Frente a las camillas una mesa metálica contiene instrumentos que no conoce y
ni tiene idea de para que o como se utilizan. Unas tijeras son su objetivo y
algo parecido a una navaja pequeñísima. Una rendija de luz a la izquierda del
instrumental llama su atención. Una puerta entreabierta conduce a un discreto
cuarto que parece ser un baño; encuentra el espejo. Le tiembla el pulso al
intentar cortar las vendas. Evita mirarse. Lanza un gemido: el contacto del
metal con la piel le produce una extraña sensación, dolorosa.
¿Qué
me pasó en el rostro?
Se quita la última
venda, aún no se atreve a mirarse al espejo. Miedo. Ansiedad.
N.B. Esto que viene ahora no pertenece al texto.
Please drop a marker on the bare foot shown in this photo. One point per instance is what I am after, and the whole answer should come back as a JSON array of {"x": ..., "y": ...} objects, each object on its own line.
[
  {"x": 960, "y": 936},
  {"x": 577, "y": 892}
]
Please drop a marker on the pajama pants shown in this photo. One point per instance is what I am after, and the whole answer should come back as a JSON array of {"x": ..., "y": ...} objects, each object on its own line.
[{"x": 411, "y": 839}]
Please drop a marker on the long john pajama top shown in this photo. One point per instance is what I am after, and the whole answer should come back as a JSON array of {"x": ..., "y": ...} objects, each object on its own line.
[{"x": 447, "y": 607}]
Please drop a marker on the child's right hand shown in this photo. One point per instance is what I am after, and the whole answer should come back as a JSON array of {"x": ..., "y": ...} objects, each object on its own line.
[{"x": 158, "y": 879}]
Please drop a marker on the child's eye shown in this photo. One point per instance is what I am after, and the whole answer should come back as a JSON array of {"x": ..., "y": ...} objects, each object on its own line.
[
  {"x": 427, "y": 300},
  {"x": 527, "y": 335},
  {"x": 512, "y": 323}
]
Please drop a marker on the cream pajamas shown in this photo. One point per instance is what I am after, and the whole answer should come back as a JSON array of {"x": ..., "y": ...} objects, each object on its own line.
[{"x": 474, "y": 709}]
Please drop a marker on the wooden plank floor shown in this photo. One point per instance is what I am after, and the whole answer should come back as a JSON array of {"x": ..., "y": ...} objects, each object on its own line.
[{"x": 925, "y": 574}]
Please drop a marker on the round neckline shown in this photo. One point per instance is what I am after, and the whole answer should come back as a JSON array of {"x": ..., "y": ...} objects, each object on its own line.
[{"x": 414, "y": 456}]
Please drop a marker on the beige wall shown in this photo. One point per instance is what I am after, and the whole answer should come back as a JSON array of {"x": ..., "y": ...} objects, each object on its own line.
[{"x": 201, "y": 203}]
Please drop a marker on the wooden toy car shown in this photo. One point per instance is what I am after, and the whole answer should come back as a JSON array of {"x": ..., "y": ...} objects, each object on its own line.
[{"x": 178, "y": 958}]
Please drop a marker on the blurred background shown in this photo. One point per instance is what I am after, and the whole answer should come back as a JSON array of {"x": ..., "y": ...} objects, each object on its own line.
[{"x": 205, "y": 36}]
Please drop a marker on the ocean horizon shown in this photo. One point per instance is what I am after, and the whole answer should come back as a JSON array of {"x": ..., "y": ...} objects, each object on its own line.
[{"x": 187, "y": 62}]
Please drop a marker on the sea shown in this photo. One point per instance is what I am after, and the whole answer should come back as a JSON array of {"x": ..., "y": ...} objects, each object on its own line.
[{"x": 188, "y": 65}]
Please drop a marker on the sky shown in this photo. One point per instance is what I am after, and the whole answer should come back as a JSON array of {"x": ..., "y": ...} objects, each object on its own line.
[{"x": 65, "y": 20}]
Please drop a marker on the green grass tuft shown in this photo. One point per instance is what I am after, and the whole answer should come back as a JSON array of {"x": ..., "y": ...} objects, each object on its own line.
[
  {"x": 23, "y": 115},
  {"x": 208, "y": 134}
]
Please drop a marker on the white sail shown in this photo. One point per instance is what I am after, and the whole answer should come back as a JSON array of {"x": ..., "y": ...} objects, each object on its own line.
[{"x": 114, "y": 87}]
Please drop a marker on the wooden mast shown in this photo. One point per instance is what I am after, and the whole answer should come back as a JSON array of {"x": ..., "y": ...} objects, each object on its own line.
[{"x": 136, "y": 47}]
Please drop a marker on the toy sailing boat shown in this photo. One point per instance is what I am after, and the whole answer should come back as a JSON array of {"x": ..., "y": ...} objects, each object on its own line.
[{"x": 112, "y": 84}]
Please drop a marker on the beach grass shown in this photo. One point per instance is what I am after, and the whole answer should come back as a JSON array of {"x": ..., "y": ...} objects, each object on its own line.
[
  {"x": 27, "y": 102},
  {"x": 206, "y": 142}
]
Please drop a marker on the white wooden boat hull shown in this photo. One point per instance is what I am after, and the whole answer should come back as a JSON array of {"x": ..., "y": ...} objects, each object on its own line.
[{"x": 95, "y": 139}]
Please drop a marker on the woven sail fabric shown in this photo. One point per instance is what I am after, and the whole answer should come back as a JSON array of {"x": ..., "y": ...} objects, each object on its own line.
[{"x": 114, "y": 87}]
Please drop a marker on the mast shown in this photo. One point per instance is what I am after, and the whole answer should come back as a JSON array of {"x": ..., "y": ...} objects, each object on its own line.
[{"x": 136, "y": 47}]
Alza la mirada Matías. Mírate.
El espejo le devuelve
una imagen que no reconoce como suya. Es una calavera con vida la que mira por
sus ojos. La ira se convierte en su ama. Ella dicta las órdenes; él como su
esclavo, obedece.
Mayúscula sorpresa aguarda
a Victoriano en el quirófano: una camilla vacía, vendas rotas, trozos de piel,
rastros de sangre en el piso. En la otra, un cuerpo cubierto hasta la cabeza.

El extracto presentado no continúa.